Daemon
Amelia-Rose ligou para Myles, pedindo ajuda.
- Minha avó finalmente comprou um computador, Myles.
- Antes tarde do que nunca! Mas qual é o problema?
- Eu não disse que havia um problema, disse?
- Você não ia me ligar só pra falar da sua avó, não é? - Ironizou ele.
- Bom... já que perguntou, ela não está conseguindo conectar com a internet. Será que você...
- Podia dar uma olhadinha? - Complementou Myles. - Posso, mas o que eu ganho com isso?
- Quer sair na sexta à noite? - Indagou Amelia-Rose sem maiores rodeios.
- Nem conheço ainda, mas adoro a sua avó! - Entusiasmou-se o rapaz. - Diga que prepare o chá que estou a caminho...
- Myles...
- O que foi?
- Só pra você não ser pego desprevenido: o computador que vovó comprou é bem velho... deve ter mais ou menos a nossa idade.

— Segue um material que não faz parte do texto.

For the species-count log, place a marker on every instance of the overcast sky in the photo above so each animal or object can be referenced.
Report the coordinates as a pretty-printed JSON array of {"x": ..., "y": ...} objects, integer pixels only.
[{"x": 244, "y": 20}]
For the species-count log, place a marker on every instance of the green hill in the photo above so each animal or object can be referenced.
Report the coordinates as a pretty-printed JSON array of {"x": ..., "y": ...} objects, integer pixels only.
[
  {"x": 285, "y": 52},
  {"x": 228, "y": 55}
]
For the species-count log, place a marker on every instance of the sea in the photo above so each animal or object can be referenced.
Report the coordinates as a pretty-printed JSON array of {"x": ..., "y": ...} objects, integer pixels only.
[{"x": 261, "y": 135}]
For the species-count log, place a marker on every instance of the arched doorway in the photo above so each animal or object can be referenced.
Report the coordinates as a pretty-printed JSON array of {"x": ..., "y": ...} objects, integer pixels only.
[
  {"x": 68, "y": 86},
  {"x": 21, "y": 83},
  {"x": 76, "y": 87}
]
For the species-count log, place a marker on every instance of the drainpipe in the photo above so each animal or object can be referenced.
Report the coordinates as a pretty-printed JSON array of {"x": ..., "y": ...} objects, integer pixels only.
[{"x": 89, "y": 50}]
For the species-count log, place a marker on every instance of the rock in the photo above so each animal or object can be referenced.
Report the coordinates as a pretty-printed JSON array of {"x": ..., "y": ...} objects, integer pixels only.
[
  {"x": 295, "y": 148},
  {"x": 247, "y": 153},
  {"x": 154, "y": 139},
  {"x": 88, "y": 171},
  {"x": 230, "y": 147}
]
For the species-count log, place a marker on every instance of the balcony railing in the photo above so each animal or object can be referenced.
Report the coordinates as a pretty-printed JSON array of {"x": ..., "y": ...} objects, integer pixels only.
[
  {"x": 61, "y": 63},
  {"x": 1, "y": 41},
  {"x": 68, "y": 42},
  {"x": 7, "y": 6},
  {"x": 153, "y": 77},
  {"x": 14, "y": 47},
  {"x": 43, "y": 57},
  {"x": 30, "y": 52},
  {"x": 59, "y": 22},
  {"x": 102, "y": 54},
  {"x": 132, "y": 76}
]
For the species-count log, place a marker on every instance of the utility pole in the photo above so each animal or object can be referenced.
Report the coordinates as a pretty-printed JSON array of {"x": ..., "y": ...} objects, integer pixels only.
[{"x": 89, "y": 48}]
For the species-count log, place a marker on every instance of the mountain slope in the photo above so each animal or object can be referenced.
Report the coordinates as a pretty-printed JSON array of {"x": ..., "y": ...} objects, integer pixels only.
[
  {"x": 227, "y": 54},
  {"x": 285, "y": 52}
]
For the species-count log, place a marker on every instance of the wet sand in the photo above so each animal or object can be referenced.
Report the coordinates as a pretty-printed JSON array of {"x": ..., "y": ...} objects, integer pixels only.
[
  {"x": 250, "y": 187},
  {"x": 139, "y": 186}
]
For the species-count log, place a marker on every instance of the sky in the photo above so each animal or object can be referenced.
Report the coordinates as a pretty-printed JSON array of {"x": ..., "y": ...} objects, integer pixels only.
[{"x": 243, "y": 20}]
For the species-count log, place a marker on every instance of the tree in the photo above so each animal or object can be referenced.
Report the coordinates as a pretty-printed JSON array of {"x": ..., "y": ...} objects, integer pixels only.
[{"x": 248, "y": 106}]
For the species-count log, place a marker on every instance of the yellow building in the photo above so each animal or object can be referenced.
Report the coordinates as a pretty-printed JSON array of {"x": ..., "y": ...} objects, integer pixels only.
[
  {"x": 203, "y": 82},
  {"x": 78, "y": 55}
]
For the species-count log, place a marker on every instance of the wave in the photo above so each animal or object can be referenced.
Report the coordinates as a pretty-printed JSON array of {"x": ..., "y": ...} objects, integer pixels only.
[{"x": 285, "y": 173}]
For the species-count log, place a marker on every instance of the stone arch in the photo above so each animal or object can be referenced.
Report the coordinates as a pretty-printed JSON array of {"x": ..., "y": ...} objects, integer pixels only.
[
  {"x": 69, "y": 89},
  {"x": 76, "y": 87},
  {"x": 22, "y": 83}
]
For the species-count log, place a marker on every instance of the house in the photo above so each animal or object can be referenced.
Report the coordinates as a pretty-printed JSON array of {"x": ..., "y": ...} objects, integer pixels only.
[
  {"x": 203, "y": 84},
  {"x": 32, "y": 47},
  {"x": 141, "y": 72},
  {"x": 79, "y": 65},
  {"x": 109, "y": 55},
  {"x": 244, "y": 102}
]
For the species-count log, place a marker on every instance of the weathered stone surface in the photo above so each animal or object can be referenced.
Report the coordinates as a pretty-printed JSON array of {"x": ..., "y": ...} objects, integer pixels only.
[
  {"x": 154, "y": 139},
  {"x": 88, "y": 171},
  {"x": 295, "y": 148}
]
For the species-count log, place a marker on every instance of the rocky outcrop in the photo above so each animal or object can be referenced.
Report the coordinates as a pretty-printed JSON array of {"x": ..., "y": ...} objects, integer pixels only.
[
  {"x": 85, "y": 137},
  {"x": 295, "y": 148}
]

- Você quer dizer... daqueles com monitor de tubo? - Espantou-se Myles.
- Desses mesmos.
- Mas por que um troço tão antigo?
- Vovó achou que seria mais fácil de aprender... - suspirou Amelia-Rose.
* * *
- Dona Francesca?
Myles bateu na porta da casa da avó de Amelia-Rose, e uma voz gritou lá de dentro:
- Entre, Myles! A porta está encostada!
Myles empurrou a porta, surpreso pelo fato de não ter declinado o nome e mesmo assim ter sido identificado. Será que a velha tinha uma câmera de vigilância na entrada?
- Estou no quarto dos fundos! - A voz soou mais alto e Myles seguiu na direção dela, pelo corredor de tábuas corridas .
Ao chegar à porta do quarto, que dava para o quintal ensolarado da casa e cuja janela estava aberta, deparou-se com uma cena inusitada: Francesca Holland, uma senhora de longos cabelos grisalhos caindo sobre o vestido azul, flutuava no ar sobre um coxim adamascado diante de um velho PC 486, monitor VGA colorido, o qual também flutuava no ar, incluindo o mouse, que um gato preto tentava sem sucesso abocanhar. Desenhado no chão com giz branco, um círculo com símbolos esotéricos envolvia a velha, o gato e o computador. Myles, parou, boquiaberto.
- Quando Amelia-Rose disse que a senhora precisava de um computador para guardar suas receitas, não imaginei que fossem... desse tipo - declarou finalmente o rapaz.
- Finalmente, vou aderir à tecnologia - redarguiu Francesca Holland bem-humorada. - Mas preciso entrar nessa tal internet... pode me ajudar?
- Dona Francesca, esse computador talvez seja um pouquinho antigo demais pra esse trabalho - admitiu Myles.
- Não há nada que um pouco de magia não possa resolver - disse Francesca. - Venha pra cá, me mostre como essa coisa deveria funcionar... só não pise no círculo de proteção!
Cautelosamente, Myles passou sobre o círculo e posicionou-se ao lado de Francesca, em frente ao teclado flutuante. Digitou alguns comandos na tela e balançou a cabeça.
- Ah, esse PC precisa de um cabo de rede para conectar com a internet... os de hoje em dia podem usar Wi-Fi.
- O que faz esse Wi-Fi? - Indagou Francesca.
- Permite conectar com a internet pelo ar, sem cabos - explicou Myles.
- Posso usar um daemon para fazer isso - ponderou Francesca, mão no queixo.
- Um programa? - Questionou Myles.
- Não, um daemon de verdade - replicou Francesca. E estalou os dedos.
Segundos depois, o ícone de conexão com a internet surgiu na barra de tarefas do sistema operacional.
- A senhora bem que podia me ensinar uns truques... - aprovou Myles.
- Vamos fazer uma troca de conhecimentos! - Divertiu-se Francesca Holland, dando-lhe uma palmada amistosa no ombro.